К весне появились в Черкасске гонцы от Уса. Они подговаривали в поход и старых казаков. Побывали посланцы Уса и на дворе у Степана Разина, но Степан равнодушно выслушал предложение Уса идти к нему в есаулы: не собирался Разин в тот год двигаться с места, да, кроме того, не с руки ему, уже бывшему в головщиках, идти в есаулы под такого же, как он, казака. Хотел Степан посмотреть, что у Василия Уса получится, как встретят в Москве его самовольный поход с «голыми» людьми на государеву службу и далеко ли Василий пройдет по русским уездам. Предупредил его и Корнило Яковлев — просил не дурить и к Васькиному воровству не приставать. Так и ответил Разин посланцам Усовым, сказал, что не готов он ныне к походу, да и войсковой атаман не пускает.
Корнило Яковлев пытался было вразумить и удержать верховых казаков, но те снялись с места неожиданно и ушли на Воронеж.
Уже 10 июня 1666 года писал из Воронежа тамошний воевода Василий Уваров в Москву на царское имя: «Выехали на Воронеж з Дону из донских, из верховых козачьих городков донские козаки отоман Василей Ус да есоул Иван Хороший, а с ними донских козаков конных и пеших 500 человек. А в расспросе, государь, он, Василей, да Иван передо мною, холопом твоим, сказали, что-де они идут на твою великого государя службу, где ты, великий государь, укажешь быти им на своей, великого государя службе».
Воевода принял казаков, позволил им послать станицу во главе с Усом в Москву бить челом государю, а остальным велел стоять под Воронежем и ждать вестей. Однако все повернулось не так, как указал воевода: не стали казаки ждать свою станицу, скрытно сняли курени и ушли на север, а уже в начале июля из Скопинского уезда пришли о казаках новые вести. Доносил скопинский воевода Андрей Мерчуков, что наезжают казаки на помещичьи деревни и творят всякое дурно, подговаривают крестьян идти с ними, казаками на Москву проситься на государеву службу. А вскоре помещики Тульского уезда в великом расстройстве подали тульскому воеводе челобитную о бесчинствах казаков в уезде.
Бежали от великого страха тульские дворяне с женами и детьми за тульские крепостные стены, а вслед за ними подавались поближе к уездным городам помещики окрестных мест.
В это время Василий Ус с товарищами подал на Москве челобитье великому государю. Просили казаки принять их на службу, а писали так: «И войско, великий государь, стоячи на степе, помирают голодною смертью, а я, холоп твой Васька, с 13-ю человеки скитаемся меж двор на Москве. А как мы, холопи твои, подымалися на твою великого государя службу, и мы, холопи твои, одолжали великими долги для ради твоего государева подъема».

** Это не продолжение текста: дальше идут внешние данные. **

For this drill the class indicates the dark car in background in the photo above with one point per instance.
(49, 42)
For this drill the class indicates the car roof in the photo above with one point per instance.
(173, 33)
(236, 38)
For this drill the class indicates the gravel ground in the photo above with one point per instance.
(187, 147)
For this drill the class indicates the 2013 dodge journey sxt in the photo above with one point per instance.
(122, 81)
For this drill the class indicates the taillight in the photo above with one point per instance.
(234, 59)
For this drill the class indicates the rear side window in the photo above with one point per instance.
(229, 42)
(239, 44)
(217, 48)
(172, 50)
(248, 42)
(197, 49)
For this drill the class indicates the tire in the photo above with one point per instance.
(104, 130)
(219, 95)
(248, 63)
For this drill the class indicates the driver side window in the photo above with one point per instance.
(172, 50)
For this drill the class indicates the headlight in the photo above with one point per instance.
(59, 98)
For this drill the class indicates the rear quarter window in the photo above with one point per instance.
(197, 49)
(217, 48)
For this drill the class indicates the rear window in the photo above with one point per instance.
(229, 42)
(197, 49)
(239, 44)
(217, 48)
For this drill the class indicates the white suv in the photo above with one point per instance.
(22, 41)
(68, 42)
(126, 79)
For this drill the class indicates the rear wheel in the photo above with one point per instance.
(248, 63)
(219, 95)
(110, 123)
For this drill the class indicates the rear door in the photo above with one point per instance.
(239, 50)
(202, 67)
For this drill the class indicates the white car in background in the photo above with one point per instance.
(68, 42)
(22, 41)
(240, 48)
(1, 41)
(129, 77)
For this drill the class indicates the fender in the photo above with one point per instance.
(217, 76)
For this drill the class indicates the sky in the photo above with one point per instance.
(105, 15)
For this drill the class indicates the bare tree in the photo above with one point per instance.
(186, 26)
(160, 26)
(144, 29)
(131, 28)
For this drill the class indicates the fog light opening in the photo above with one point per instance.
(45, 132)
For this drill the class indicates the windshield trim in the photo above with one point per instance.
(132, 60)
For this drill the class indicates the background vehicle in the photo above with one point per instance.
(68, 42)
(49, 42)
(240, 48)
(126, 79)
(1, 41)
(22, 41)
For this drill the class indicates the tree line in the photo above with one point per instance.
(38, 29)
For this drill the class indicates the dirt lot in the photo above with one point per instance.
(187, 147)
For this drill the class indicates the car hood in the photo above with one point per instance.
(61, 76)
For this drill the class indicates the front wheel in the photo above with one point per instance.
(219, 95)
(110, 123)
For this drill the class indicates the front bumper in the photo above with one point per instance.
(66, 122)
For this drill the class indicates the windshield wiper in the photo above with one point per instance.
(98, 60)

Писал Ус и не ведал о том, что делает его «войско». А казаки шли по Тульскому уезду, по помещиковым землям. Со всех окрестных вотчин и поместий бежали крестьяне к казакам где подговором, где сами. Множилось казачье войско. Доносили воеводские лазутчики, что «донских казаков будет с 1500 человек, а телег с ними со 150, а лошадей около их станов с 2000. А телеги-де поставлены в разных местах, а не обозом, — где чьи курени, в тех местах телеги и поставлены». А казаков среди них была самая малость: все больше крестьяне, которые назвали себя казаками.
Шли казаки по Тульскому уезду, а в соседних уездах — Козловском, Скопинском, Московском, Серпуховском, Лебедянском, Каширском, Шацком — было волнение великое. Слезно молили помещики унять казаков, вернуть их всех приставших к ним беглых крестьян и холопов. А по глухим ночным дорогам пробирались к Усу люди из деревень и посадов, множили казачье войско. К июлю месяцу 1666 года отряд Уса вырос до трех тысяч человек. И если поначалу казаки вели речь лишь о царском жалованье, то теперь присоединившиеся к ним крестьяне все чаще посматривали в сторону помещичьих усадеб.